Residents reminded to not move fawns who appear to be left alone

Don't touch the baby deer

Spring brings cute baby animals and a reminder from the BC Conservation Office Service to not touch or move fawns who look to be left alone.

“Every year in the spring time we have people that believe that they observed abandoned fawns,” said Sgt. James Zucchelli, conservation officer in the South Okanagan.

“They pick them up and take them to the SPCA or they take them to a local vet hoping that somebody can take care of these fawns. It's the worst thing these people can do.”

A mother deer is often just foraging and feeding, leaving her fawns for upwards of 24 hours.

“The best information we can pass on to people is not to handle or touch any wild animals they perceive to be abandoned.”

Instead, people are encouraged to contact the conservation service at 1-877-952-7277 and let the officers make the decision.

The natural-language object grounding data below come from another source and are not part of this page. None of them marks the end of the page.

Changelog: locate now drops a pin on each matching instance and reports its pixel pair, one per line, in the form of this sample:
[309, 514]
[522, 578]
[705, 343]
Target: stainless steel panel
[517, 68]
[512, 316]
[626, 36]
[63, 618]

“In a circumstance where there's an injury or a known fatality, they know for sure they've been abandoned, we have measures we can take to try and assist the fawns and have them go to rehabilitation facilities,” Zucchelli explains.

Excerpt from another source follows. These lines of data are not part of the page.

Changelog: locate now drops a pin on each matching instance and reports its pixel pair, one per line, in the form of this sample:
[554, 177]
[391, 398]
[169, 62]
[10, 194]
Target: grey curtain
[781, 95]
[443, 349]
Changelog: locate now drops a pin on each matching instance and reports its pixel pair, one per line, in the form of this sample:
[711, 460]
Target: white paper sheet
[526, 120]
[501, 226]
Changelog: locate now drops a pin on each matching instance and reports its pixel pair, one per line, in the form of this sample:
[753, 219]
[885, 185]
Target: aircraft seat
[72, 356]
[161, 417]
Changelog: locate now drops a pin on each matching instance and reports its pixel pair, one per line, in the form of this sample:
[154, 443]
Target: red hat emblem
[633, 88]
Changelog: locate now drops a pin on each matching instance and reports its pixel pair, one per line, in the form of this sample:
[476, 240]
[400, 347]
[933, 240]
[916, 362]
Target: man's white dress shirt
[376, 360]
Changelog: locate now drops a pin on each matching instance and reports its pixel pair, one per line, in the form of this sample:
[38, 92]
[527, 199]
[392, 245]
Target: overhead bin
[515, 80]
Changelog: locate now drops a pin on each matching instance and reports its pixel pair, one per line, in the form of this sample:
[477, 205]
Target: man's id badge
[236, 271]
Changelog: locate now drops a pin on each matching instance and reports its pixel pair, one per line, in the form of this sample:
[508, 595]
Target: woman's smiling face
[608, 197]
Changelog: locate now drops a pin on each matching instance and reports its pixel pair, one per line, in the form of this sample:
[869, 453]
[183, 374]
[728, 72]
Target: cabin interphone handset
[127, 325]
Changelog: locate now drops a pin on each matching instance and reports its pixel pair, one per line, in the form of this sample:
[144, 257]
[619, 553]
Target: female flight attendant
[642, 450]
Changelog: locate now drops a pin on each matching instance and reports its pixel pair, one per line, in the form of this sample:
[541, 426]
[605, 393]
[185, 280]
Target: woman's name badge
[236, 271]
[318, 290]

“Leave them alone and call us, if people want advice or if they believe something has happened.”

The coming fawn season reminded a local Okanagan photographer of the time he had a doe give birth to two fawns underneath his kitchen window, sharing the photo to Facebook.

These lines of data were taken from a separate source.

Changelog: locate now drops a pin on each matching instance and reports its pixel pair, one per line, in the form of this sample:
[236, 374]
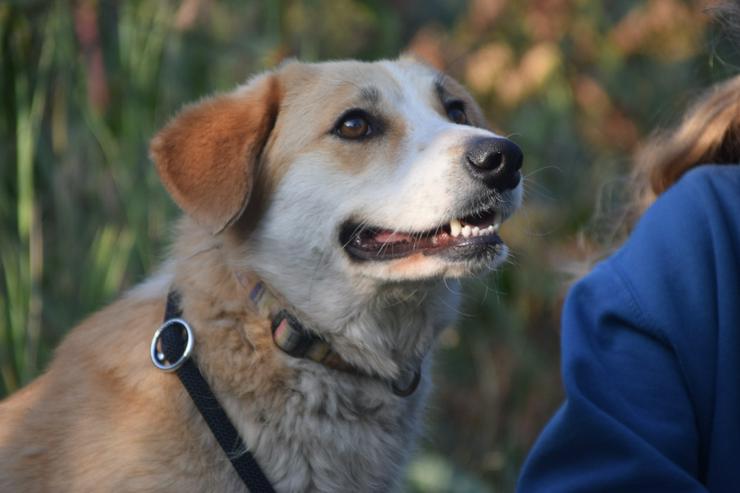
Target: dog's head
[375, 171]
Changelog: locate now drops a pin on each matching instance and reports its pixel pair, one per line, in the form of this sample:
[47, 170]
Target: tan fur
[265, 185]
[211, 149]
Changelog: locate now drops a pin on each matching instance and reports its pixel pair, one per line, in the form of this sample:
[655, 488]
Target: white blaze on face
[417, 184]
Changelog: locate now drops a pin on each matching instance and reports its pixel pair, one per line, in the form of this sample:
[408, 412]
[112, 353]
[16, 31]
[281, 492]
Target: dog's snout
[495, 161]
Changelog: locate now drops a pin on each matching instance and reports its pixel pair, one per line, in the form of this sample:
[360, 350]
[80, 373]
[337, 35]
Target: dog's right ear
[206, 156]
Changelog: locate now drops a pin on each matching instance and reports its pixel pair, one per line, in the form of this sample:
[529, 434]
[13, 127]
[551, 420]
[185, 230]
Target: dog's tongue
[391, 237]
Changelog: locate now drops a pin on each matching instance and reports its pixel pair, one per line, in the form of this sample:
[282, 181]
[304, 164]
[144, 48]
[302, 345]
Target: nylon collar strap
[295, 340]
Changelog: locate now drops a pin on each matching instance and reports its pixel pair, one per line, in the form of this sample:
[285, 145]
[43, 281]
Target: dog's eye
[456, 112]
[354, 126]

“I came home from work one day and looked out the kitchen window and mom was lying five feet outside the window. The one you see had already been born and she was lying down and very soon thereafter gave birth to the second one,” Kelly Dickinson said.

“It was interesting to watch, fascinating to witness.”

The deer family stayed in their yard for a couple months while the fawns grew up, with the doe always leaving her fawns alone.

“Mom would go off and get food and water every day, leave the little ones safely hidden in our yard,” Dickinson added, with one tucked right against their front door and one under their pine tree.

“You always know moms coming back, they're not abandoned, they are both healthy fawns...If you see them, leave them alone and just let them be.”

Zucchelli said it’s very normal for deer to be tucked in more residential areas.

“Sometimes even with what appears to be right out in the open, we've had them in municipal parks and grass areas and on lawns.”

And although every situation is different, if people do pick up a fawn, they’re often directed by conservation officers to put the deer back in the same place they found it as soon as possible and to minimize contact.

“There's a reason why she's put that animal there, the fawns there, and we don't speak deer so it's kinda tough for us to tell,” Zucchelli added, with a chuckle.

“The other thing that has happened and we've had success with in Penticton here and other urban areas is there is a chance with a fawn, if it has been abandoned by a doe, it can reunite and be adopted by other doe deer in the area.”

Even with reminders sent out to the public every year, Zucchelli said the issue persists.

“The more messaging we can get out there the better, people believe that they're helping wildlife by trying to do the right thing, thinking that they're going to save these poor animals but they're definitely doing a disservice by interfering with the natural cycles.”

Taking a fawn into your care is against the law and comes with a potential fine for unlawful possession of live wildlife.

“We do have circumstances where people have been charged.”

If you are concerned for a fawn that could be injured or orphaned or you see evidence that the parent is dead, contact the Conservation Officer Service through the (RAPP) line 1-877-952-7277.